Mosty mam z benzyny, na autostradzie 3500 obrotów i na budziku 135km/h na oponach KM2 32/11,5R15.

Na wiosnę raczej założę oryginał, ale nie dla tego, że dźwięk mi nie pasuje, ale z powodu misków - na wszelki.

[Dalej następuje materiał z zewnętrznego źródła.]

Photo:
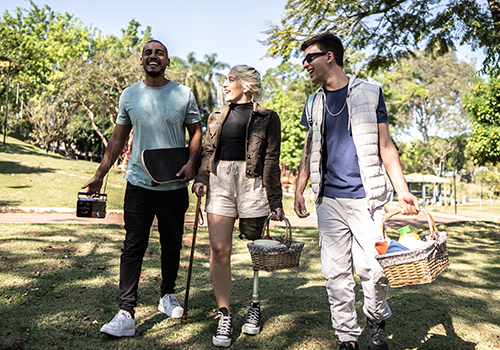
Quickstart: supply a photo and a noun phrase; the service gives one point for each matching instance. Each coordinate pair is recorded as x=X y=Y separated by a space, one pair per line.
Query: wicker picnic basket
x=416 y=266
x=279 y=257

A i jeszcze jedna uwaga - przelot w długim, moim zdaniem, będzie inaczej brzmiał niż w krótkim.

Re: Przelot 3.1

PostNapisane: 30 gru 2018, 13:00
przez pocieszny
wracałem V6 z Gruzji przez Turcje autostradami do domu :)21 bardzo sportowy wydech, wszyscy pytali gdzie taki można kupić :)21
ale taka jazda jest męcząca, można się przyzwyczaić albo jechać koło 2000rpm i da się ale to męczarnia :)21
no i panowie Vka isuzu brzmi na prawde ładnie brzmi, tylko seryjny wydech jest genialny :)2 wycisza superowo :)2

Re: Przelot 3.1

PostNapisane: 30 gru 2018, 14:29
przez mcgiver
pocieszny napisał(a):wracałem V6 z Gruzji przez Turcje autostradami do domu :)21 bardzo sportowy wydech, wszyscy pytali gdzie taki można kupić :)21
ale taka jazda jest męcząca, można się przyzwyczaić albo jechać koło 2000rpm i da się ale to męczarnia :)21
no i panowie Vka isuzu brzmi na prawde ładnie brzmi, tylko seryjny wydech jest genialny :)2 wycisza superowo :)2

otóż to ta dupna pucha z tyłu robi robotę :)2

Re: Przelot 3.1

PostNapisane: 30 gru 2018, 16:13
przez Jake
mcgiver napisał(a):wiadomo że diesel jedzie momentem
nie mogę znależć danych , ale z tego co kojarzę to nie ma tu jakiejś masakrycznej róznicy w momencie i jego dostępności na korzyść diesla w przypadku tych akurat dwóch jednostek

4JG2 - 260 N⋅m
6VD1 - 255 N⋅m
według anglojezycznych for dyskusyjnych Isuzu. Nie znalazlem pewniejszego źródła.

Re: Przelot 3.1

PostNapisane: 01 sty 2019, 22:51
przez FFK
4JG2 260 Nm przy 2000 obr/min
6VD1 260 Nm przy 3750 obr/min
Inne dane pokazują, że:
4JG2 275 Nm przy 2000 obr/min
6VD1 255 Nm przy 4000 obr/min

Re: Przelot 3.1

PostNapisane: 10 sty 2019, 03:24
przez Jake
Zupelnie niechacy miałem mozliwosc sprawdzic nasze spekulacje w praktyce xD Urwałem w terenie wydech, na poziomie tego elastycznego łącznika przy skrzyni biegów. Pierwsze wrażenie, nie jest aż tak strasznie jak myślałem. Na niskich obrotach praktycznie nie ma żadnej różnicy. Po przegazowaniu jest juz sporo wieksza. Uszu nie urywa, ale jest głośniej, troche przypomina dzwiekiem duza ciezarowke. Taki gulgot i swist turbiny. Brzmi mocarnie! Ale komfort jazdy to wybitny nie jest :lol:

Z plusów, to jak na zakręcie zrobie redukcje i depne gaz, zeby poleciec zakret/rondo bokiem to we wszystkich dookoła rosnie respekt do slizgajacego sie dwutonowego warczacego autobusu :P

Re: Przelot 3.1

PostNapisane: 18 sty 2019, 19:39
przez gsxr1100_1980
U mnie wydech kończy się za siedzeniem kierowcy, wywalone ori tłumiki, i na końcu wstawiony przelotowy od Parcha. Na wolnych obrotach nie ma dużej różnicy czy z tłumikami czy bez, podczas jazdy jest trochę głośniej, ale tragedii nie ma, można śmiało rozmawiać, słuchać muzy, bardziej słychać opony m/t.